災害時の情報伝達/検証し早期避難目指せ

 多くの犠牲を出した西日本豪雨の現場では、まだ安否不明者の捜索が続き、住宅被害のほか、農地、鉄道などの復旧も長期化が懸念されている。被害拡大の一因となった避難情報の伝達、周知の課題を考えておきたい。

 予想降雨量が災害に直結するレベルであることは早くから明らかだった。気象庁は5日午後には台風以外では異例の緊急会見を開き、関係省庁にも警戒を呼び掛けた。ただ、それが国民にどれだけ深刻に受け止められていたか。政権は「初動対応は万全だった」と正当化するばかりでなく、情報発信の在り方について謙虚に検証するべきだ。

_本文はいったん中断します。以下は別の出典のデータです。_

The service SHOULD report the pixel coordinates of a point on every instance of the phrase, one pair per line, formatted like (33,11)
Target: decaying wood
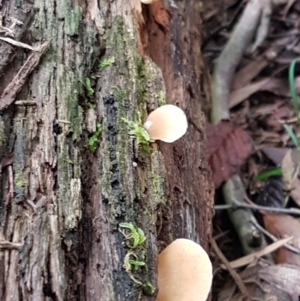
(10,92)
(68,201)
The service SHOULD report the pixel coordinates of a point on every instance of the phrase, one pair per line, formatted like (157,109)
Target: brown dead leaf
(237,96)
(256,286)
(283,276)
(160,14)
(290,172)
(228,147)
(273,85)
(253,256)
(250,71)
(283,226)
(276,154)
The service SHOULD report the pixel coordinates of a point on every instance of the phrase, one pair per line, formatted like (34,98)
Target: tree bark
(61,203)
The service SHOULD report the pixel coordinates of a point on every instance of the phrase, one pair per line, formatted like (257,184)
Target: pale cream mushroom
(148,1)
(184,272)
(167,123)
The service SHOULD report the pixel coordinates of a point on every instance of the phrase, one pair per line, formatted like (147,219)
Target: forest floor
(254,154)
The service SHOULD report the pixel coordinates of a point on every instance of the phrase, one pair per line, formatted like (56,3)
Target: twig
(264,231)
(9,245)
(10,193)
(237,205)
(25,103)
(19,44)
(232,272)
(10,92)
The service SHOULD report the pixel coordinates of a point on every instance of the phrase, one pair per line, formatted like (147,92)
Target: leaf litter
(252,94)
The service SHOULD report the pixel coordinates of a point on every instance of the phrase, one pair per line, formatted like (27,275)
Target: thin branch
(10,92)
(237,205)
(236,277)
(19,44)
(272,237)
(10,193)
(7,245)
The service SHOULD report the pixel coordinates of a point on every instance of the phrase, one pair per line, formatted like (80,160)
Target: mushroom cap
(167,123)
(184,272)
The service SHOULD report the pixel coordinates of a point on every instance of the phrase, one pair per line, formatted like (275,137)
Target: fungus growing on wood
(167,123)
(184,272)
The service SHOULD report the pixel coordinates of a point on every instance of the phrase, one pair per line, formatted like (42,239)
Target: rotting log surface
(68,201)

 特に発信のタイミングと手段は妥当、十分だったか。対象地域を決める基準や言葉遣いも専門家の知恵を借りて見直してほしい。放送やインターネット、携帯端末など伝達手段は多様だが、そうしたメディアになじみのない人もいる。自分では逃げられない独居高齢者や要介護者にどう伝えるか。地域の共助、見守りが果たす役割も重視した制度設計が望ましい。

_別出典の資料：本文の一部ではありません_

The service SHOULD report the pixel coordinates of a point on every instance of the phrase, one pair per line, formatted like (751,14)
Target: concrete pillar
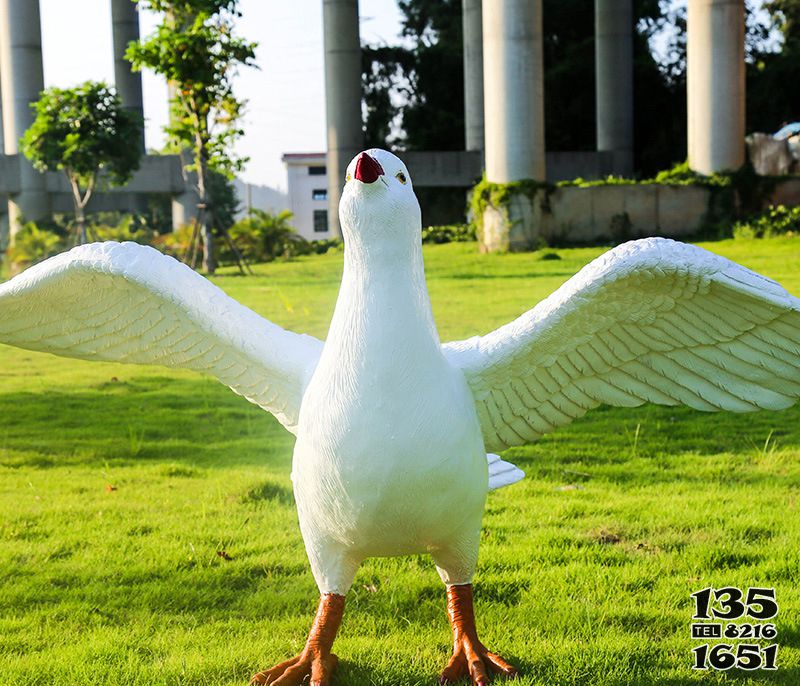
(513,87)
(473,74)
(22,79)
(613,22)
(715,85)
(125,29)
(342,96)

 今回の豪雨では、事態が広域で急速に進んだ。ただ河川の氾濫、浸水、土砂災害の多くはハザードマップ(危険予測地図)の想定内だった。しかし避難指示が深夜、未明だったことなどで多くの人が、自宅や周辺で濁流にのまれ、想定が生かされなかった。

 ハザードマップは、浸水の恐れがあるほぼ全ての市町村で作成済みだが、農水省のデータで、決壊などで被害の出る恐れがある全国1万カ所以上の「防災重点ため池」は、約35%しかハザードマップが公表されていないことも分かった。危険箇所が強調されれば地価に影響するとの懸念があるという。しかし長期的にはむしろ、安全な町並みをつくる手掛かりになるのではないか。

 マップは、浸水域が一目で分かることは大前提だが、どんな状況なら、どの経路で逃げるのかも、地域ごとに住民を交えて検討し、反映したい。作成の指針や避難所の環境改善、危険箇所の改修などで、国の一層の支援も不可欠だろう。

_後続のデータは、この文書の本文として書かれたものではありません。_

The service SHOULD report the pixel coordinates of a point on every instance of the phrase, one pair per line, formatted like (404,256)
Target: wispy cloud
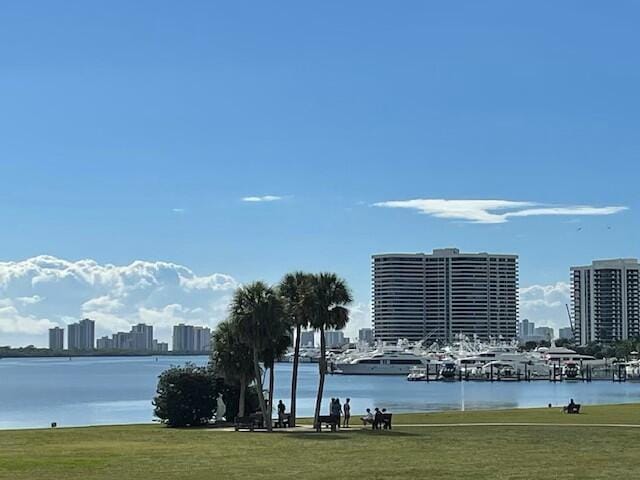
(262,198)
(493,211)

 避難準備・高齢者等避難開始、避難勧告、避難指示(緊急)、特別警報などの区分と用語の見直しを求める声も一考に値する。ただ最終的に身を守るのは一人一人の瞬時の判断だ。どう名付けたとしても、受け止める側の意識が伴わなければ実効性は薄い。

 自然の力は人知をやすやすと超え、どれだけ予測、予報の精度が向上しても不測の事態があり得る。避難に手助けが必要な人たちのことを忘れてはならないが、それは、地域住民に早期避難の意識が徹底すれば、おのずと解決策が見いだせるはずだ。

 遠回りでも、防災教育を一層充実させることも必要だ。

 豪雨災害のほか、地震や津波、火山噴火にも共通して言えることだが、地域で過去に起きた災害には教訓がたくさんある。将来も起きる可能性があるそうした災害の実相を、大人も子どもと共に学び、自分で危険を感じ取る力を養いたい。

 「いざというとき」が来る前に、場合によっては行政の呼び掛けに先立って「念のために逃げよう」と言い合えること、それが災害に強い社会につながる。